The Mormon religion's official name is The Church of Jesus Christ of Latter Day Saints.  The record for "latter_day_saints is also another method of identifying as Mormon.  I will also exclude the foursquare record, and that may be an error.  The updated numbers are:

|Religion|Total|
|--|--|
|baptist|6|
|catholic|2|
|jehovahs_witness|1|
|lutheran|3|
|mormon|76|
|presbyterian|3|

There are 91 total records that indicate a denomination, of those 76 are Mormon, or 84%.  This supports the observation of a predominantly Mormon population in this area.

### Possible improvements of data

The religion data provided two records that appear suspect.  This would be one possible way to improve the data, to update the latter_day_saint data to mormon, and to remove the foursquare record.  The impact of this change would be small, as it's only 2 records.  But applied to a larger area of Salt Lake City, or the Wastach Front would have positive impact.  The method for fixing this would be similar to the street type example earlier.
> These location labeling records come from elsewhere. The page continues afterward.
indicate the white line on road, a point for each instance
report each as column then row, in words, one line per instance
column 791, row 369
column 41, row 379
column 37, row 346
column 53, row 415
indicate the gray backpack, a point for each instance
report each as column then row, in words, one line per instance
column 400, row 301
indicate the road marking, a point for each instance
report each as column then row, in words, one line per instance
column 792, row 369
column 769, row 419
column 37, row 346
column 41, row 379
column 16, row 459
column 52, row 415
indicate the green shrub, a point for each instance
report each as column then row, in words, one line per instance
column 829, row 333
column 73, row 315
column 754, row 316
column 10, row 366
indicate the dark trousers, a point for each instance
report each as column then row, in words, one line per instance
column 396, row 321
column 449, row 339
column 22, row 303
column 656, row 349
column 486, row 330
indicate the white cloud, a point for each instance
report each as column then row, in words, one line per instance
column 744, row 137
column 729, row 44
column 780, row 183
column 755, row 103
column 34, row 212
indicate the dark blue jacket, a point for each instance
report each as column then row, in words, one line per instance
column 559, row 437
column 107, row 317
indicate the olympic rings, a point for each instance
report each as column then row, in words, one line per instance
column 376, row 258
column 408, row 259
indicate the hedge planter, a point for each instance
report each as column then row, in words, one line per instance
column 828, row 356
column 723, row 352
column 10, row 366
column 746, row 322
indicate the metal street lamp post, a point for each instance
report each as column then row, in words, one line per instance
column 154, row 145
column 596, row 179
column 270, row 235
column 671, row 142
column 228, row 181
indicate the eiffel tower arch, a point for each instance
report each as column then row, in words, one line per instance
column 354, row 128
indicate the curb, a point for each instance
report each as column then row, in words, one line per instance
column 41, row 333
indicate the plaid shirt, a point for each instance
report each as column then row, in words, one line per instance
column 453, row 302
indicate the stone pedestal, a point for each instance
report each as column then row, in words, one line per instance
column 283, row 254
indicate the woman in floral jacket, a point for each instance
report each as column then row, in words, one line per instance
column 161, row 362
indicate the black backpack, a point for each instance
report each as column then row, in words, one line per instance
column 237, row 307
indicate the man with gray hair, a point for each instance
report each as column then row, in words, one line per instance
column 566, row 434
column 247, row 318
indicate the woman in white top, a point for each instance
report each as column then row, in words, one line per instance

A dicitonary of observed values would be created and a mapping used to correct and update any inconsistent values.  Religion can be a sensitive topic, and changing the values to something else could offend the users that imput the data.  Making modifications to religion data may provide cleaner summaries, but by changing the identified religion it may misrepresent how the population actually identifies.